If language is good enough for God, why should monks and nuns and Quakers run around telling us to be silent? I’m not sure I can answer that question because the answer can’t be put into words.
Every time I sit down to write about silence, I just get amused by the sheer irony of it all. But over the years, in between writing books and a blog and various opportunities to speak and teach and lead retreats, I’ve come to recognize something that is very humbling: at its heart, Christian spirituality and faith simply cannot be taught. The lessons of spirituality are unteachable lessons.
Now, I don’t want to suggest that God has made a mistake by giving us Jesus the Word or that the Bible is somehow deficient because it is filled with all sorts of words. (Here’s a fun bit of trivia: the Old and the New Testaments contain a combined total of well over ten thousand unique words.)
I don’t mean to imply that verbal communication is somehow bad or even deficient. But some things simply cannot be communicated by words or at least cannot be communicated as well by words. Words are the map, not the territory; they are the finger pointing to the moon, not the moon itself.
You could even say this about Jesus: as the Word of God, Jesus shares with us not only himself but also the One who sent him: One whom even the Word of God ultimately cannot put into words.

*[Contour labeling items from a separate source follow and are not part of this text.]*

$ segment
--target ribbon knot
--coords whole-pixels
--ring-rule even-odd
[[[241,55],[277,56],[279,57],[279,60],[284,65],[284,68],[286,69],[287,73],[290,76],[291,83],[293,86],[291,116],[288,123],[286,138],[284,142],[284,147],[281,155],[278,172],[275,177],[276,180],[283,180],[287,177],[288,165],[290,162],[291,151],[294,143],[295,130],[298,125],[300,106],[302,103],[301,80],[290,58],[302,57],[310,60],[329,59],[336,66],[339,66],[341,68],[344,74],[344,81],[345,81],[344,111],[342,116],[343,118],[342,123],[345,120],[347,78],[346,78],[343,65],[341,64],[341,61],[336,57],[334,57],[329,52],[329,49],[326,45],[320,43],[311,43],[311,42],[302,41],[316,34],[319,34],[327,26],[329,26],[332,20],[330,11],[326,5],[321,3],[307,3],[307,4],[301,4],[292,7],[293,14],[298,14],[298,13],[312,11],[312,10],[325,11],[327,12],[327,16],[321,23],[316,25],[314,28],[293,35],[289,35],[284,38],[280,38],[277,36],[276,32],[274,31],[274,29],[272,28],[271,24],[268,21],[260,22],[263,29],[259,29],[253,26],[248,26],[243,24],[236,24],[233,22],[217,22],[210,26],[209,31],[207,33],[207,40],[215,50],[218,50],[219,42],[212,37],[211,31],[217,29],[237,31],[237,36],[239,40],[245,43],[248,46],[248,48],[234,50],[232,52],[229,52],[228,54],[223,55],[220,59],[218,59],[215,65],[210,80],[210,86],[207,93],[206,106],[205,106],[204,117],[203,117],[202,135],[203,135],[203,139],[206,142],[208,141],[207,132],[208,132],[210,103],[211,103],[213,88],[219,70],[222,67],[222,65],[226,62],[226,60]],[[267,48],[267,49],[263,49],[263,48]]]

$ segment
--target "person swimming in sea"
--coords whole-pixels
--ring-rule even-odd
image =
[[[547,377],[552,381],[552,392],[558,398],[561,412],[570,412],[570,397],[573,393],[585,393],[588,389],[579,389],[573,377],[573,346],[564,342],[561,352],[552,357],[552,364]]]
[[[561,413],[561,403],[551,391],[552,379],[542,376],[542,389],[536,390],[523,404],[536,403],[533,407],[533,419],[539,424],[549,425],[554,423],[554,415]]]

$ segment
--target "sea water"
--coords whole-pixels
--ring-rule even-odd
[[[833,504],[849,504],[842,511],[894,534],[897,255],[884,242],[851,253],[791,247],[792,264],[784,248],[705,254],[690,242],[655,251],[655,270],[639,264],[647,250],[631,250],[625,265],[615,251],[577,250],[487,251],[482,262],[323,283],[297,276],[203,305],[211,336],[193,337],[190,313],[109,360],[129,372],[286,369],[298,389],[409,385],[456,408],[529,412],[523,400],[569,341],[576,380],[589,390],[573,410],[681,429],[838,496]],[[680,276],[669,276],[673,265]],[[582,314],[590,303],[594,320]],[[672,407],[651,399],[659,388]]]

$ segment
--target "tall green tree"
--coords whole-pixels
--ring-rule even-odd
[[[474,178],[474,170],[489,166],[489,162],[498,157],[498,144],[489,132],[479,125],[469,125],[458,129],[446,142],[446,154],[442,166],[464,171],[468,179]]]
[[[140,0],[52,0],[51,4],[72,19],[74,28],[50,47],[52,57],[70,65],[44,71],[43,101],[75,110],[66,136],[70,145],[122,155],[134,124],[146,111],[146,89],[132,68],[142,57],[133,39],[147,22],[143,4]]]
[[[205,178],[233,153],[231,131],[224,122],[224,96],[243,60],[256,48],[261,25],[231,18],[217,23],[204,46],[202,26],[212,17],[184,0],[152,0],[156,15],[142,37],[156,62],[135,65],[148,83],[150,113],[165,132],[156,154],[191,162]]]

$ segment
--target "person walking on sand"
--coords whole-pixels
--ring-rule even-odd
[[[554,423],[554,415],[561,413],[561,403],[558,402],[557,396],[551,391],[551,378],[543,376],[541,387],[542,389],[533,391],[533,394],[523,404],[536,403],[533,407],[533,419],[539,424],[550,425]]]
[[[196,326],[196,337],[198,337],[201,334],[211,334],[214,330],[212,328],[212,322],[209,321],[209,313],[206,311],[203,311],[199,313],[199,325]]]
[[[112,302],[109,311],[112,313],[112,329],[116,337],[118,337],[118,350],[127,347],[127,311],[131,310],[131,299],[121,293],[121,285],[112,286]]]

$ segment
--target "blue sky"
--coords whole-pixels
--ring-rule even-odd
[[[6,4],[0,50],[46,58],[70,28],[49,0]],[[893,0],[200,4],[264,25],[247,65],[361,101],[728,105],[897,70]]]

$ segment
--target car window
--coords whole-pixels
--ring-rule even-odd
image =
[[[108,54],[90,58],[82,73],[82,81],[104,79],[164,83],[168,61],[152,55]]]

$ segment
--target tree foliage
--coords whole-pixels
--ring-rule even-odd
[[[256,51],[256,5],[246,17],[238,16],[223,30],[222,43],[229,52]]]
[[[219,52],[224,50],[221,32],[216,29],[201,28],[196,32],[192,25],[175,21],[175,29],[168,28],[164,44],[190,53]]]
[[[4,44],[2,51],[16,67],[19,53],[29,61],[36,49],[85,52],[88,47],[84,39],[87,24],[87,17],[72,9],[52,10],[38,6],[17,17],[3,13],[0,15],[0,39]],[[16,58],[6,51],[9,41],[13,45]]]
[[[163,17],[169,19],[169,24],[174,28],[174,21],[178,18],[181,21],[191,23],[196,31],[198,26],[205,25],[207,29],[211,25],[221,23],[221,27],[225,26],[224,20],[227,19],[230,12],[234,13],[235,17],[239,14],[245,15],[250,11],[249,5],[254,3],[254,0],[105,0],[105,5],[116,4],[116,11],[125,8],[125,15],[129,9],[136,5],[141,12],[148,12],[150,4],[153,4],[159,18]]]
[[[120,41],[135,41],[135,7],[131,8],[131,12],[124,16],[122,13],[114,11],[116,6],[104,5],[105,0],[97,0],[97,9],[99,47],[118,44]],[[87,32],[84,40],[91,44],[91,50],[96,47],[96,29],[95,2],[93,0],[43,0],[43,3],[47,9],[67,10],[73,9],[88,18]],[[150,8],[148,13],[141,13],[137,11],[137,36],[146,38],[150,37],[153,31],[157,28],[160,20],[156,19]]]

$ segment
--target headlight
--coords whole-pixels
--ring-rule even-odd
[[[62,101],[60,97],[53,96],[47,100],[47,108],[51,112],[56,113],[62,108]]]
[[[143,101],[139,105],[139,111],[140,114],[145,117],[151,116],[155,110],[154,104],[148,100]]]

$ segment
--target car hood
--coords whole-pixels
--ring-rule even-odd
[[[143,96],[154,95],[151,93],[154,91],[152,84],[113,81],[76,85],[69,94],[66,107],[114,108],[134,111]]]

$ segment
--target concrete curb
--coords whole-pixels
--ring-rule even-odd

Mark Twain is supposed to have said that a person who carries a cat by the tail learns something that cannot be learned any other way. That pretty much sums up what I’m trying to say here.
Fortunately, not all unteachable lessons are of a cat-by-the-tail variety. Some unteachable lessons involve wonder or rapture or joy. They involve moments of time (or of eternity) that cannot be put into words, indeed, cannot even be put into thought. But stumble across one of those moments and you’ll never be the same. When you learn a lesson that can never be taught, don’t try to teach anyone else, either. Maybe the best you can do is tell your story or point somebody in a direction and say, “This way.”